# Meaning of ⟨_⟩ in the context of verifiers

A verifier for a language A is an algorithm V, where $$A = \{w \mid V \text{ accepts \langle w,c \rangle for some string c}\}$$ ($c$ is called a certificate or proof)

What's the definition of $\langle , \rangle$ here?

• Not every question is about P vs NP. I think you should read up on the basics, starting with e.g. our reference questions. Anyway, the definition is probably given in the same source on an earlier page. What is your source, by the way? – Raphael Sep 18 '15 at 17:45

Any reasonable definition would do (I'll provide a formal definition later on). One simple definition, when $w,c$ are strings over some alphabet $\Sigma$ which doesn't contain the space character, is that $\langle w,c \rangle$ consists of $w$, a space, and $c$.

More generally, suppose that $\langle w,c \rangle_1$ and $\langle w,c \rangle_2$ are two definitions of the pairing function such that:

1. There exists a polytime function $f$ such that $f(\langle w,c \rangle_1) = \langle w,c \rangle_2$.
2. There exists a polytime function $g$ such that $g(\langle w,c \rangle_2) = \langle w,c \rangle_1$.

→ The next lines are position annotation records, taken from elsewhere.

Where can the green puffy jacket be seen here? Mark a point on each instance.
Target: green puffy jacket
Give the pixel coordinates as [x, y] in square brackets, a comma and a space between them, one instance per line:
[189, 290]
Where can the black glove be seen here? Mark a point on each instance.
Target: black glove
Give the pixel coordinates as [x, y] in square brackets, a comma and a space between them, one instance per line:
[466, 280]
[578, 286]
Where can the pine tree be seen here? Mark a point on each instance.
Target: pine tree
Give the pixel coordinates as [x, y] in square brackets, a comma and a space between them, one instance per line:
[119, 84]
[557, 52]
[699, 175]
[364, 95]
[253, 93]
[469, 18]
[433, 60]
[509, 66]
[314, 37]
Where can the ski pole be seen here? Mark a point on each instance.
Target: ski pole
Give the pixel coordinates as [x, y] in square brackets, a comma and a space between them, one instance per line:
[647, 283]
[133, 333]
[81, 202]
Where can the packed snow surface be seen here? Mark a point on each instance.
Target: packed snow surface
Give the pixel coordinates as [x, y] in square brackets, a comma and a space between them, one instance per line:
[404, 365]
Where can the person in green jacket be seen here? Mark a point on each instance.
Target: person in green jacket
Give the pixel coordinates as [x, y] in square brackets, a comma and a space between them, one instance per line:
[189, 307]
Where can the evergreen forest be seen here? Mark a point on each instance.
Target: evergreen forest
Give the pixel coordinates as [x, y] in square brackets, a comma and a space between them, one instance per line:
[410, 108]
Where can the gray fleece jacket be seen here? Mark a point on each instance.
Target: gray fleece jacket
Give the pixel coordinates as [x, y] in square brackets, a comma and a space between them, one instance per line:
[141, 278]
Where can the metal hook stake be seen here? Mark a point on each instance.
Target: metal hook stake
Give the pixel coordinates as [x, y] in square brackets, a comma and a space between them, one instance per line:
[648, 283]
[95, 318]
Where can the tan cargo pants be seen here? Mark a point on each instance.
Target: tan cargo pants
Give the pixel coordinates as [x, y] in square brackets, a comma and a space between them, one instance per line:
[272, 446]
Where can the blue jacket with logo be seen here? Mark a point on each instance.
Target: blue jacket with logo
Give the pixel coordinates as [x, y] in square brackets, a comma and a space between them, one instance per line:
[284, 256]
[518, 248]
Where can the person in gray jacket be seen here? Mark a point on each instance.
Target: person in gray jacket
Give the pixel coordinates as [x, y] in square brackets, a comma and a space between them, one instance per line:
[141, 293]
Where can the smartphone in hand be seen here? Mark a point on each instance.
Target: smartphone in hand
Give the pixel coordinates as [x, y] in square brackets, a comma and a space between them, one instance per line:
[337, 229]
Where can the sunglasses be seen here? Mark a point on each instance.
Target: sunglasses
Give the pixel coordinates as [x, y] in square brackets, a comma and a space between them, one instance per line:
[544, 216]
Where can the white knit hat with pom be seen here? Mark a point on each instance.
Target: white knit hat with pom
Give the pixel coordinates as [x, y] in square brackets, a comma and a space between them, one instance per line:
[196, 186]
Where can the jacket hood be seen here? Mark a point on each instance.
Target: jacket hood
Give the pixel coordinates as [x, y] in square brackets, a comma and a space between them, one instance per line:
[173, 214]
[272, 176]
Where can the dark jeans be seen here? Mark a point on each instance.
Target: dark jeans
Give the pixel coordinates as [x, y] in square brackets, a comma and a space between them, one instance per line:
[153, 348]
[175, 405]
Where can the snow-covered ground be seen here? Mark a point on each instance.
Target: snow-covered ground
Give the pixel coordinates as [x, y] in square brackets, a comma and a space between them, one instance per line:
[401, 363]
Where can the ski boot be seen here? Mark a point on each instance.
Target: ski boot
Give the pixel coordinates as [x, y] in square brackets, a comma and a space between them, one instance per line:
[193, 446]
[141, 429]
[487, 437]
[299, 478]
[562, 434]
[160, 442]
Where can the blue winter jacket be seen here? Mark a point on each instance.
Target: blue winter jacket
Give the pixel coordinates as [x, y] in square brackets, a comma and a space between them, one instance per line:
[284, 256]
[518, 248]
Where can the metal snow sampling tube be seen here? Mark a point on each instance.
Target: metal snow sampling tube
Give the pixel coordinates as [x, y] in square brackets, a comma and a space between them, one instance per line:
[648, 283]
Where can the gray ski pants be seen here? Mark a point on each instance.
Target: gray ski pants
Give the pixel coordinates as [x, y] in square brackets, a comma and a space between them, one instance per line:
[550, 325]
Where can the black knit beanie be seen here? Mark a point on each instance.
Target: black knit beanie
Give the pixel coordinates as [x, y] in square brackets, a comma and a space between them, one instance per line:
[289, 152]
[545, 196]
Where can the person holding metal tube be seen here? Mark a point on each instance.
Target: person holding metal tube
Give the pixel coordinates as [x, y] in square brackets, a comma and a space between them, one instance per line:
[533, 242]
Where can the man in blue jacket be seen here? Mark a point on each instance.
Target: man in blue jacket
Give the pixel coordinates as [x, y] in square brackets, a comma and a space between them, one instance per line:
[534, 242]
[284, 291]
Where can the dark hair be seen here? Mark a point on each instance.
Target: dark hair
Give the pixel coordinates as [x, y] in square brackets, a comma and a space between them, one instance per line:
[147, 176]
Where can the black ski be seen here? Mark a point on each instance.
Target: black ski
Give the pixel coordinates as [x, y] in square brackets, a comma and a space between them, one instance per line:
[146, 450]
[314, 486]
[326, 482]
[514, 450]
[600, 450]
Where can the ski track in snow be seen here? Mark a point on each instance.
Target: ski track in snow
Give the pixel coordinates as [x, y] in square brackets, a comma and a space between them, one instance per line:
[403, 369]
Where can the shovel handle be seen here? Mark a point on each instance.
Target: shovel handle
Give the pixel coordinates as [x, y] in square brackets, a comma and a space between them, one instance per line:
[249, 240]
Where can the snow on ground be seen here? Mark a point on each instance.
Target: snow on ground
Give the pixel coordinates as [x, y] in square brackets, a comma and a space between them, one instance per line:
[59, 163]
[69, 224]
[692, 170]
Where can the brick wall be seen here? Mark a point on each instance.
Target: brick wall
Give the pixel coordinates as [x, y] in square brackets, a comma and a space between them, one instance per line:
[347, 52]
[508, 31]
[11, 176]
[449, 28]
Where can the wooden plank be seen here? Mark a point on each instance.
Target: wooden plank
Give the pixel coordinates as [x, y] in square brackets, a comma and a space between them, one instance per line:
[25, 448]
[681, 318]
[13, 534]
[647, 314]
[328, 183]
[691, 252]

Then if we define NP using $\langle,\rangle_1$ and $\langle,\rangle_2$ we obtain the same class. A reasonable definition is one that satisfies (1) and (2) for the pairing function I described above.

This sort of situation happens often in complexity theory. When the details of the input representation don't make a difference, we don't bother specifying them exactly. That's because we never actually refer to these details, so they are "too much information". You only need to worry about such details when you're actually programming, or when you're dealing with very weak complexity classes, for which converting between different input representations can be difficult.